EX the coil. its narrow, the nitrate is not low yet, the oxygen is low and co2 is high, add light and you get algae which will clog the coil
EX the bio chamber. though the nitrate is low algae will still grow, it takes that co2 and re adds oxygen, which effects the bacteria, but the bacteria are also light sensitive.

The other question is what is the radio of tube inner diameter to required coil length?

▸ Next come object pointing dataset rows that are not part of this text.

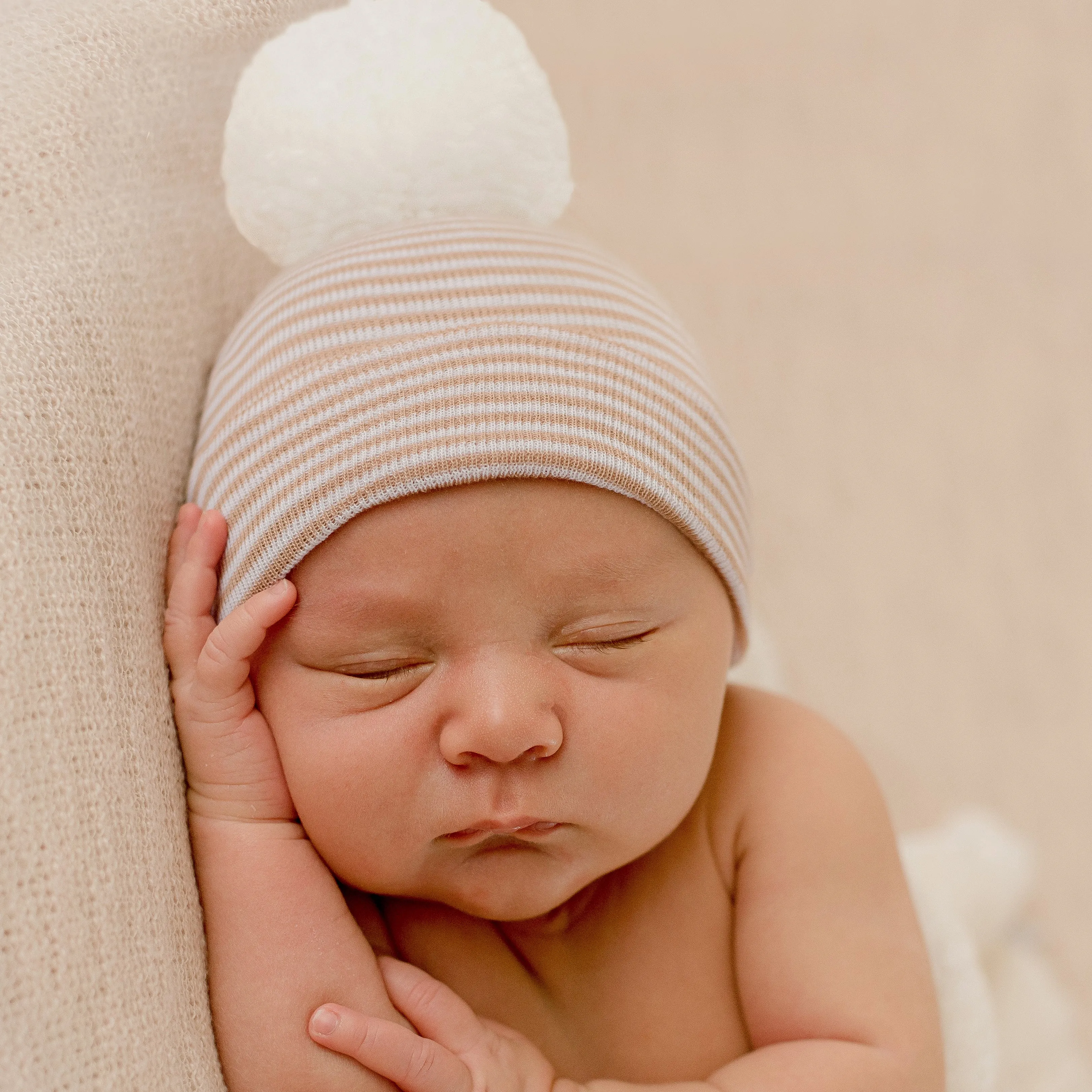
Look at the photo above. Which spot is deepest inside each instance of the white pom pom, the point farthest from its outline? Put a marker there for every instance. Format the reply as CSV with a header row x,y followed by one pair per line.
x,y
387,112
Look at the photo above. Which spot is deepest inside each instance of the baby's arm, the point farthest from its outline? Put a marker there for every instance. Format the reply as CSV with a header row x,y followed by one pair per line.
x,y
832,972
281,938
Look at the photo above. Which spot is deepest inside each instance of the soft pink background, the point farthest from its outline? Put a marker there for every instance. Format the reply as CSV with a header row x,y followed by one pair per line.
x,y
877,220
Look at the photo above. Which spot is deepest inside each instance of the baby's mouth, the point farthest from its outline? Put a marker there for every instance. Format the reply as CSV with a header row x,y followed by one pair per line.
x,y
524,828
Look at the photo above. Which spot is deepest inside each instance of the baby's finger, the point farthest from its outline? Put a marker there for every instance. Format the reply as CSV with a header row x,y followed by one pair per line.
x,y
414,1064
436,1011
185,526
188,621
224,663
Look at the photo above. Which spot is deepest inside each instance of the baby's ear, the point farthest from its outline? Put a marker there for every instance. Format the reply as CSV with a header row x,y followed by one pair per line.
x,y
369,918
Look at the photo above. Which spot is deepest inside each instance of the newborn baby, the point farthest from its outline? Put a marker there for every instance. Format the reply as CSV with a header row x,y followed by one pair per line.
x,y
502,709
472,806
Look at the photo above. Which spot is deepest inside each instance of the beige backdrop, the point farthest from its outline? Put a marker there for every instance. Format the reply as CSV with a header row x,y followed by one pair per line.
x,y
877,219
873,213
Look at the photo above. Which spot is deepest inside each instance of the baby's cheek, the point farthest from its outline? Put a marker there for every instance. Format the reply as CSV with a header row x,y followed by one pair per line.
x,y
353,790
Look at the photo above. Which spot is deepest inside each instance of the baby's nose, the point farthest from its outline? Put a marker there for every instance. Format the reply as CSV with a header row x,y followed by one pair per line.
x,y
503,713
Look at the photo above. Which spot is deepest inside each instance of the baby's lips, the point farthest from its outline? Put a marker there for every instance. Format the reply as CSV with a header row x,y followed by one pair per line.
x,y
521,827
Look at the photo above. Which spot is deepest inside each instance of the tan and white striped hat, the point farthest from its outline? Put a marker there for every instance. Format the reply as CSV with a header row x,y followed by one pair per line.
x,y
443,352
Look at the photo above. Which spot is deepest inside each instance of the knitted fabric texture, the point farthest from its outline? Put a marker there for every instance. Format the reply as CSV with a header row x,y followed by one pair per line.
x,y
454,352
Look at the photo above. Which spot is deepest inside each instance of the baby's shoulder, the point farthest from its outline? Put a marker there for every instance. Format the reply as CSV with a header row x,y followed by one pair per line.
x,y
780,768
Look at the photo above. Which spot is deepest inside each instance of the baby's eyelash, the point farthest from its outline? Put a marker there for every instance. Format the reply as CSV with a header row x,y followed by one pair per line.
x,y
622,642
385,675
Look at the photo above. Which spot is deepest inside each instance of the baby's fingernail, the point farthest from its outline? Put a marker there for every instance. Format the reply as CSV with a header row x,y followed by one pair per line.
x,y
325,1021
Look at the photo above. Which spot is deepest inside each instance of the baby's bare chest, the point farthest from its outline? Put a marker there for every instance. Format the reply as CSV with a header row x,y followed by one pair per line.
x,y
635,982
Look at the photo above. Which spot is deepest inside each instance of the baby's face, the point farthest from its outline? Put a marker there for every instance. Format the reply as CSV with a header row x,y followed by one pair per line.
x,y
493,695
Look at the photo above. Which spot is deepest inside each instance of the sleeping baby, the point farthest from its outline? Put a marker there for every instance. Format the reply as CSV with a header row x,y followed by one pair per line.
x,y
450,616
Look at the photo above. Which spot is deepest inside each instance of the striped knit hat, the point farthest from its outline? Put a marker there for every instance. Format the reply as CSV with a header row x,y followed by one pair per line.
x,y
447,351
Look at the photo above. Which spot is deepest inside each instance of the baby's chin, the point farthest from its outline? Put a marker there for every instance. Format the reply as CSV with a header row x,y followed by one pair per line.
x,y
507,886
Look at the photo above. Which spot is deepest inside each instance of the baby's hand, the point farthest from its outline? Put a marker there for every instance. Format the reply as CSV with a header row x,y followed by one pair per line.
x,y
460,1052
232,763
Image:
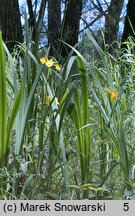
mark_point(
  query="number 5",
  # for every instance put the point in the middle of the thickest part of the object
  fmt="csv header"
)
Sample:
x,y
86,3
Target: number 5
x,y
126,207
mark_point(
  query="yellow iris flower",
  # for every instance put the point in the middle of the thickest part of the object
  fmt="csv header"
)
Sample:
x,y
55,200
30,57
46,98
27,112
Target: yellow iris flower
x,y
112,93
50,62
47,100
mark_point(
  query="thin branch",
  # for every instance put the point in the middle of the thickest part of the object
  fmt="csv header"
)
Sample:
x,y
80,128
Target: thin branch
x,y
93,21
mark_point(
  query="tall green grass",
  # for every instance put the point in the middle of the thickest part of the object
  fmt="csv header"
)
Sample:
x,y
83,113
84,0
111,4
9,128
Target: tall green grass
x,y
81,147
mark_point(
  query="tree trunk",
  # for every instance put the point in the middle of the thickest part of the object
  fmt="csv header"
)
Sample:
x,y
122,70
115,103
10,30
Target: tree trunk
x,y
112,23
129,27
70,25
54,26
10,22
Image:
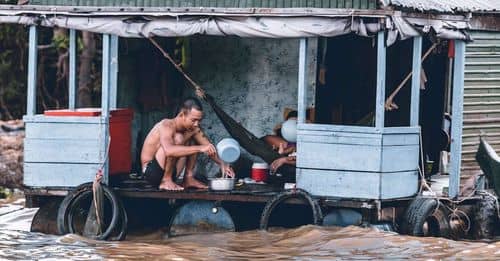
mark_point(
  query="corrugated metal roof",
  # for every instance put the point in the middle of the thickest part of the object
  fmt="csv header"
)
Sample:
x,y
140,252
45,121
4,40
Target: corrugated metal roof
x,y
356,4
449,6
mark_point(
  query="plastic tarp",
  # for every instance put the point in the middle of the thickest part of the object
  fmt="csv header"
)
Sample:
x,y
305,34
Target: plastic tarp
x,y
398,27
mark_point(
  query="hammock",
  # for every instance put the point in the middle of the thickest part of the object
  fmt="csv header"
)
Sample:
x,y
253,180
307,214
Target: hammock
x,y
246,139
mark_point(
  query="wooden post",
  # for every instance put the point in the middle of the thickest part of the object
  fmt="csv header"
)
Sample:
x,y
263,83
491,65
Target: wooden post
x,y
105,103
380,100
457,118
72,70
113,78
32,71
302,85
415,81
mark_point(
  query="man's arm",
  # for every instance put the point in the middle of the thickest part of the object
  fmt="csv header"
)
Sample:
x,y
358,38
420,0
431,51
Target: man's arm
x,y
201,139
172,150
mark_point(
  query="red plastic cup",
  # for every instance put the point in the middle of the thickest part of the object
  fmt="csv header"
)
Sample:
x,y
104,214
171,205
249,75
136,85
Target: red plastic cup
x,y
260,171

its complex larger diameters require a much longer length, not only is the ratio of surface area to water different but the bacteria only grow on the surface of the tubing which means your water needs to move further to help it work

For a larger tank you could run multiple small coils or a few coils with larger tubing and I'm curious which would be more compact and easy to deal with (since with multiple small coils you have multiple connections and more hassle/complexity).
generally its always more effecient to run more than 1 coil connected to the same bio chamber. the only significant hassle is when you are cycling the unit. how many you run, and how large a coil you use is dependant on system volume and nitrate rise.